Strong Earthquake Hits Northern Argentina

A magnitude-7.0 earthquake struck a rural area of northern Argentina Saturday morning, but its epicenter was so deep that it gave only a light shake to towns nearby. The U.S. Geological Survey said Saturday that the quake, initially registered at 6.9, hit at 6:56 a.m. about 115 miles northeast of Santiago del Estero at a depth of 350 miles. Read more:

posted on Jan, 1 2011 @ 08:36 AM
Hi I'm not really an expert on topic at all, but I 'd like to add an idea.

I understand that there has been an inland shallow sea in the North American continent somewhere in a long distant past, and that the area over time washed pushed up an/or filled up.

Could there not be an event similar to Africa's great rift valley in the process ? Where the continent is actually ripping apart ?

Or maybe an expanding earth has to incorporated as well. Where the area lies in a region where this leads a tearing apart what would end up like the great lakes up north.

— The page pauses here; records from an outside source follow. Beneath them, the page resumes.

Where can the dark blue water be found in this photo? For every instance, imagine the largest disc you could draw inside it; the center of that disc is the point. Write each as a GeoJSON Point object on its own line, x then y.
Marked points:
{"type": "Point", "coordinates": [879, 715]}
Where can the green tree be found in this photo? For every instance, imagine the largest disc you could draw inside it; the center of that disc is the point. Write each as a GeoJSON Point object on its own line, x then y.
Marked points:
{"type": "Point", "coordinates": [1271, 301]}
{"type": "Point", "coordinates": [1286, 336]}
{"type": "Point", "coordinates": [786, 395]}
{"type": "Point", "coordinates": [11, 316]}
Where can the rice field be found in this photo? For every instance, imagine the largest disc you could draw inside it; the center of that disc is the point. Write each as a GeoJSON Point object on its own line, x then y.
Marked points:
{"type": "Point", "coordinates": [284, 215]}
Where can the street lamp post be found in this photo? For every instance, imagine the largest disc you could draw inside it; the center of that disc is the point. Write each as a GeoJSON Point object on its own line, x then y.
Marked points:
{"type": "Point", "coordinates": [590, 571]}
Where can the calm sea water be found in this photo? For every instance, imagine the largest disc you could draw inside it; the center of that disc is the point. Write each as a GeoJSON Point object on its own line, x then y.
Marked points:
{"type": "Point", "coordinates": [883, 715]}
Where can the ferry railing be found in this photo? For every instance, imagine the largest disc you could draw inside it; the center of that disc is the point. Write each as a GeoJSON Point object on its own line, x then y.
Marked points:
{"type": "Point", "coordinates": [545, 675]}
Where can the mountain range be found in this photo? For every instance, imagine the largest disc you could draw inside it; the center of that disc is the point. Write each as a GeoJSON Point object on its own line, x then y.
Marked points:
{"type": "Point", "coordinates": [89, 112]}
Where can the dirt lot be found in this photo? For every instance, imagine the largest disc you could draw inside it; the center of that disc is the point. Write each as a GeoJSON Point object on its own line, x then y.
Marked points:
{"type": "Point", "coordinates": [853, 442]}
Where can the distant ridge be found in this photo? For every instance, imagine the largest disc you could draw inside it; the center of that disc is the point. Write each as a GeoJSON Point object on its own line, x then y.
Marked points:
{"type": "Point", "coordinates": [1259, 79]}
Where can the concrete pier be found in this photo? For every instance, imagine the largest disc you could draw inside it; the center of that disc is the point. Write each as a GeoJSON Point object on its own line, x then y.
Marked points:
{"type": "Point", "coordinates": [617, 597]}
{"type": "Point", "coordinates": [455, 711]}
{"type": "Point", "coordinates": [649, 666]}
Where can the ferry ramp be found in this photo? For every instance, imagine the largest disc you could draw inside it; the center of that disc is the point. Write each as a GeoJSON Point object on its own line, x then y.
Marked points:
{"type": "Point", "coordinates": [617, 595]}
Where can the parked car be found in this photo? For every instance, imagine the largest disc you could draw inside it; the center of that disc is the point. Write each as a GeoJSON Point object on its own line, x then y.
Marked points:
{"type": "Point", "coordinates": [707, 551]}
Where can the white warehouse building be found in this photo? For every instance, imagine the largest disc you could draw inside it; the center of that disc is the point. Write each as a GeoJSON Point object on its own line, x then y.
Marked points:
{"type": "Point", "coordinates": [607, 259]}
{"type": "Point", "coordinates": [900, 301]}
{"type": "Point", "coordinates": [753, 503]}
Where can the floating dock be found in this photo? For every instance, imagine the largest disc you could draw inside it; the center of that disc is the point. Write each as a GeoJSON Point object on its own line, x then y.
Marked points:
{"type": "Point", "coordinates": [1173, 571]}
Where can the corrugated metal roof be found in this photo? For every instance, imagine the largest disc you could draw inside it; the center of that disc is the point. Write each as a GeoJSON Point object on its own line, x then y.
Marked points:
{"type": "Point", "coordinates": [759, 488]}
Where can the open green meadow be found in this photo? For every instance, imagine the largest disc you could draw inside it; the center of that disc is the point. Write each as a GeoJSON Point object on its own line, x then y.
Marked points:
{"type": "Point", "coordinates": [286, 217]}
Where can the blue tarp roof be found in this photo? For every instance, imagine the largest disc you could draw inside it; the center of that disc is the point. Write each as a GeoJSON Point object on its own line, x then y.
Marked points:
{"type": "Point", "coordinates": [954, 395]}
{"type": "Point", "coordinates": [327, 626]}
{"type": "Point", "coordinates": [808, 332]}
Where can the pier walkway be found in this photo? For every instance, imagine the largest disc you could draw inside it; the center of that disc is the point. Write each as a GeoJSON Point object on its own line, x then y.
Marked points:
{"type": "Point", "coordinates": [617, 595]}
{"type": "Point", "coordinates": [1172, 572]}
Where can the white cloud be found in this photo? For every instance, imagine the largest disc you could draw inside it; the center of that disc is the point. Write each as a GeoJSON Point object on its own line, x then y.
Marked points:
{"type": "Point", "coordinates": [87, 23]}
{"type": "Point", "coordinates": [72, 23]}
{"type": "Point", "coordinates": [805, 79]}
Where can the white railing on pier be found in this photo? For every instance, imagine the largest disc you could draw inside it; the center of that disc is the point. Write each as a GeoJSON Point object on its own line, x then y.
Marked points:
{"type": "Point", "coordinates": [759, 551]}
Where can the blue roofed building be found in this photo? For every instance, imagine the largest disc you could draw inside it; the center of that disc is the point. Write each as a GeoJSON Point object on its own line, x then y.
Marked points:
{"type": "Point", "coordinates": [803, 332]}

No claims just something to ponder on...

posted on Jan, 1 2011 @ 11:00 AM
reply to post by randomname

I would expect the completed fault line to exhibit conditions similar to the present San Andreas system all the way from Louisiana to Newfoundland... primarily a horizontal slipping... after it settled. The initial settling period, which I have no idea of time-wise, would be very unpredictable. Based only on the prophetic maps I referenced, I wouldn't be surprised to see a massive release of gases (as in geysers and gas volcanoes) along the rift and an associated sinking of the edges as the gas leaves voids in the strata.

The really big problem would actually be along the US West Coast. The geometry of the two plates would cause the western half of the North American Plate to be pushed northward instead of primarily westward as it is now. That would increase the speed of the slip along the San Andreas and intensify the activity there.

I would also buy stock in Gorgon Michael Scallion.

Again, this is just guesswork, but the Indiana quake did follow what I would have expected. I don't recommend anyone panic just yet. All I would suggest is that we pay some closer attention to the Midwest area. If earthquakes continue or especially if they accelerate in this region, or if there are gas releases in the area, then maybe it might be time to consider moving or preparing.